Crowded trains? Planning focus on cars misses new apartment impacts

Wondering why you can’t get a seat on the train? Perhaps it’s because we don’t actually know how many extra people will use public transport when new building developments are planned.

Originally published on The Conversation – 13 May 2019

As a result, you’re probably in for a bit of a crush.

A traffic impact assessment is usually required when planning a major building development in Australia. This is supposed to assess the impacts of the development on the movement of people and goods. But, in practice, these assessments mainly focus on the movement of cars.

However, car trips are often in the minority when developments have good access to walking, cycling and public transport networks. Trip generation surveys at apartment buildings in inner Melbourne show cars account for only 30-40% of all trips.

Despite this shift away from cars, current planning guidelines in Australia fall short when it comes to planning for other modes of transport associated with new development. Little or no quantitative assessment of trips by walking, cycling and public transport is required.

Planning focus is still on cars

Planning for new development in Australia does very little to adequately support public transport, walking and cycling. Investment is geared towards roads at the expense of more sustainable forms of transport.

There is a lack of data on walking, cycling and public transport trips generated by land use developments. Unfortunately, greater resources are required to collect this data as we need to ask people about their travel, rather than simply count cars.

review of more than 150 trip generation studies conducted worldwide since 1982 found nearly all of these counted car trips from land use developments. Much fewer measured public transport, walking or bicycle trips. Fortunately, though, this situation has been changing over the last 10 years.

Measurement of travel by transport mode at building developments. De Gruyter (2019)

Good practice properly considers all transport

So why is so much focus on the car in traffic impact assessments for such developments? Good practice has long recognised the importance of considering all forms of transport.

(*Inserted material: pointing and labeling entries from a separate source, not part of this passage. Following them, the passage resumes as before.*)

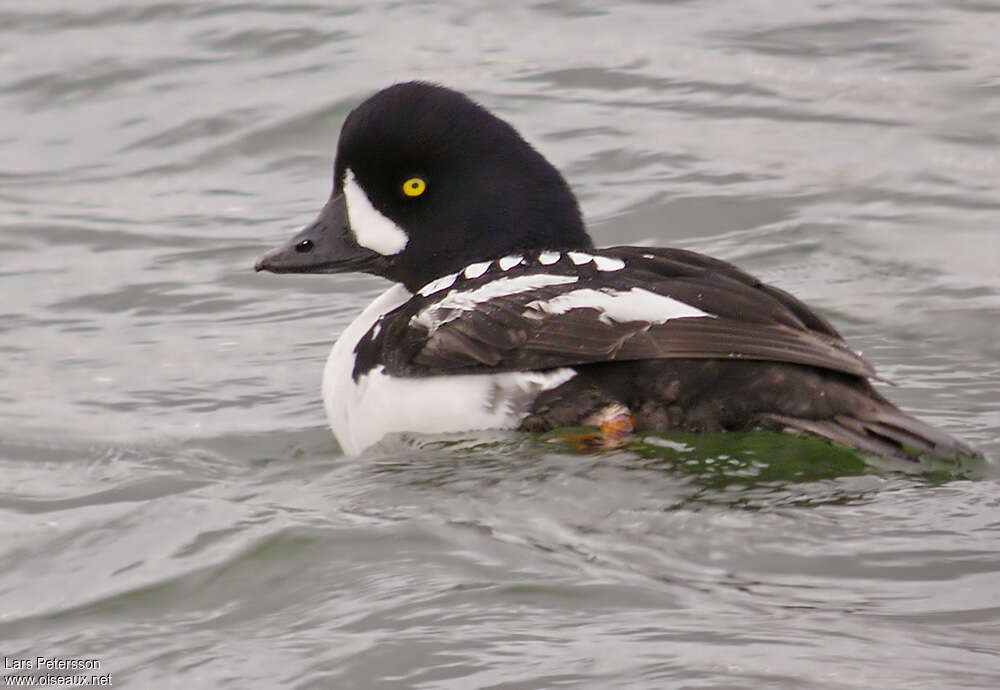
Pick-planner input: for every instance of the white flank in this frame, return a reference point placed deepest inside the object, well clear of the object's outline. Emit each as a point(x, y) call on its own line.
point(452, 305)
point(634, 304)
point(362, 412)
point(608, 263)
point(371, 228)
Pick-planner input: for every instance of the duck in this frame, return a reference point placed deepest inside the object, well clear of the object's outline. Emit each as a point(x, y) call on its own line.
point(502, 314)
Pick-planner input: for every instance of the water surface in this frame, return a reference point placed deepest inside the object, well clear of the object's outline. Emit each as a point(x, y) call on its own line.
point(173, 505)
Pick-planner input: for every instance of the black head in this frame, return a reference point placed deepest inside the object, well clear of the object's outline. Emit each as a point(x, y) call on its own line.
point(426, 182)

Good practice shifts the emphasis from assessing traffic impacts to assessing transport impacts. It recognises that most land use developments generate demand for all forms of transport.

In the UK, recommended practice is to quantify the number of trips a proposed development is expected to generate for each transport mode, not just the car. These numbers can then be compared against the actual capacity of public transport, walking, cycling and road networks. A comprehensive database, with trip data from more than 2,000 developments, supports this process.

Once we know how many public transport, walking, cycling and vehicle trips a development is likely to generate, we can then actively plan for these modes of travel.

For example, will the public transport network have enough capacity to cope with the extra demand? Will new services be required? Will footpaths need to be upgraded? What infrastructure is available for cycling and is this sufficient? Will the extra demand for car trips need to be managed?

Without quantifying the expected number of trips by each transport mode, it’s not possible to answer such questions. We can’t properly manage what we can’t measure.

So how can we do better?

Practice in Australian traffic impact assessments needs to shift towards a multimodal transport focus. Being able to quantify the expected number of trips from a development, by each transport mode, will go a long way to giving more sustainable forms of transport the attention they need.

Sure, collecting data on walking, cycling and public transport trips is more resource-intensive and costs more. But without this data the long-term cost to society is greater.

Recent efforts have integrated the UK and Australasian trip databases, but this needs more data on non-car modes for Australia.

Australian state and national guidelines on traffic impact assessments also need to change. This will far better support practitioners in assessing the real transport impacts of proposed building developments.

Above all, we need to picture what type of future we want for our cities. Do we want a future dominated by the car? Or do we want to prioritise liveability in cities where walking, cycling and public transport are real options?

Once built, developments typically remain in place for a very long time. It’s therefore important that traffic impact assessments can influence the development of our transport systems in the right manner.

Properly considering all modes of transport will allow us to plan more effectively for walking, cycling and public transport. This will help to reduce our reliance on the car and enhance the liveability of our cities.